Of course, it’s not illegal for corporations to puff up Astroturf groups and public coalitions to help them navigate the minefields of federal laws and regulations. AT&T has done similar work to build support for its side of the fight. But a few lessons are worth drawing from this latest brouhaha.
First, never assume that noble nonprofit advocates who despise all things corporate and commercial are any less commercial in their own work than a large corporation.
Second, don’t assume nonprofits that claim to speak for the downtrodden are actually helping those constituencies.
Third, don’t believe big corporations are nearly as powerful as their despisers claim. Here’s the Free Press’s McChesney, for instance, waxing hysterical in January 2000 over the merger of AOL and Time Warner:
this deal, which unites the largest media firm with the dominant Internet firm, will in all likelihood trigger another round of mergers that should leave the entire realm of communication under the thumbs of a small handful of companies. And this is for the entire world, not just the United States….
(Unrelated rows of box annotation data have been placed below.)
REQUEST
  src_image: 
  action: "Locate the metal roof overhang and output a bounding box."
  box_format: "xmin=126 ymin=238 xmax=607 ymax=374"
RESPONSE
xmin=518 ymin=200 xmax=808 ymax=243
We are driving 10,000 miles an hour down a very dark street and nobody knows what lies ahead. We only know that the handful of billionaires directing this operation cannot care about anything about [sic] maximizing their profits. Everything else is irrelevant. And the government, almost entirely under the thumb of these corporations and their super-powerful lobbies, is doing everything it can to expedite the process.
Tell that to the billionaire who owned shares of AOL-Time Warner the month McChesney wrote, then worth about $185 each, but nine years later worth around $42.
The last and most important lesson concerns the flip side of the false claim that “Big corporations control us all,” namely, the equally false claim that “Ordinary citizens are powerless in the marketplace – unless, of course, you sign our angry petition and donate to our advocacy army that’s your only defense against the all-powerful corporate fat cats.”
That’s not true, even if all a citizen does is buy a used iPod and help ruin the retirement plans of a satellite radio executive.